On the eve of WWII he lost his job in the bank because of Hungarian anti-Semitism, and his Hungarian Christian wife remained the only provider in the family (they had no children). At the time of the Nazi occupation of Hungary (March 19, 1944), Holder found himself in the Christian, and ever more anti-Semitic and Nazi, surroundings of his wife’s family. He became ill, and his most intimate and strongest desire was that after his death he receive a proper Jewish burial. He died two months before the liberation of Hungary. His Christian wife wrapped his body in canvas—she had heard that this was how Jews buried their dead—and with the help of neighbors, she managed to carry the corpse and, according to the practice at the time, laid it at the gate. She paid close attention, while they were gathering up the Jewish dead, as to where her husband was buried, and a year after the liberation of Hungary she set out to unearth him from the mass grave.
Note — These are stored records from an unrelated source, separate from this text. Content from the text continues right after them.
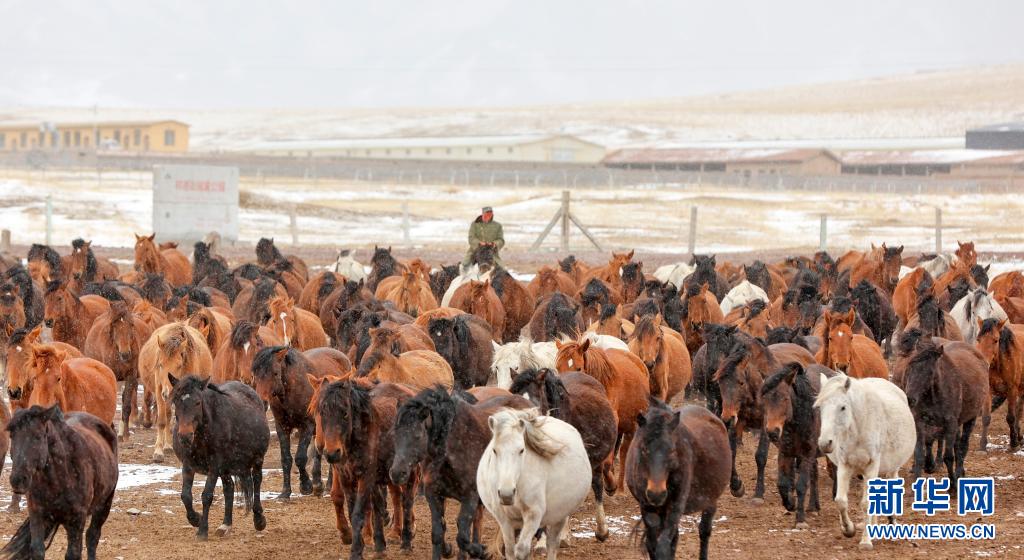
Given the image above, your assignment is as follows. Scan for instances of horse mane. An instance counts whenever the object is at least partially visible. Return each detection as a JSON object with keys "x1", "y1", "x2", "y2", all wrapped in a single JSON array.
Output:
[
  {"x1": 252, "y1": 345, "x2": 303, "y2": 379},
  {"x1": 970, "y1": 264, "x2": 990, "y2": 287},
  {"x1": 249, "y1": 278, "x2": 279, "y2": 320},
  {"x1": 621, "y1": 262, "x2": 642, "y2": 283},
  {"x1": 745, "y1": 299, "x2": 767, "y2": 319},
  {"x1": 558, "y1": 255, "x2": 577, "y2": 274},
  {"x1": 580, "y1": 278, "x2": 610, "y2": 307},
  {"x1": 317, "y1": 274, "x2": 339, "y2": 301},
  {"x1": 396, "y1": 386, "x2": 457, "y2": 454},
  {"x1": 319, "y1": 380, "x2": 375, "y2": 443},
  {"x1": 490, "y1": 268, "x2": 511, "y2": 298},
  {"x1": 999, "y1": 324, "x2": 1016, "y2": 357},
  {"x1": 765, "y1": 326, "x2": 807, "y2": 349},
  {"x1": 713, "y1": 342, "x2": 750, "y2": 382},
  {"x1": 229, "y1": 320, "x2": 259, "y2": 349},
  {"x1": 161, "y1": 324, "x2": 200, "y2": 369},
  {"x1": 830, "y1": 295, "x2": 854, "y2": 314},
  {"x1": 8, "y1": 327, "x2": 32, "y2": 346},
  {"x1": 233, "y1": 263, "x2": 264, "y2": 281},
  {"x1": 45, "y1": 279, "x2": 64, "y2": 295},
  {"x1": 71, "y1": 239, "x2": 98, "y2": 279},
  {"x1": 491, "y1": 408, "x2": 564, "y2": 458},
  {"x1": 633, "y1": 299, "x2": 660, "y2": 320},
She recognized her husband’s corpse from the canvas in which she had wrapped him, and she thus executed Holder’s wishes to be buried according to Jewish law.
Sources: Zalmen Reyzen, Leksikon, vol. 1; Z. Zilbertsvayg, Leksikon fun yidishn teater (Handbook of the Yiddish theater), vol. 1; Literarishe bleter (Warsaw) (January 11, 1929); M. Ravitsh, in Vokhnshrift far literatur (Warsaw) (November 18, 1932); Y. Grinvald, Toyznt yor yidish lebn in ungarn (One thousand years of Jewish life in Hungary) (New York, 1945), p. 272; Grinvald, Matsevet kodesh (Holy monument) (New York, 1952), p. 48; Bukareshter zamlbikher (Bucharest anthologies) (Bucharest, 1947); Dr. Shloyme Bikl, in Tog-morgn zhurnal (New York) (April 17, 1955).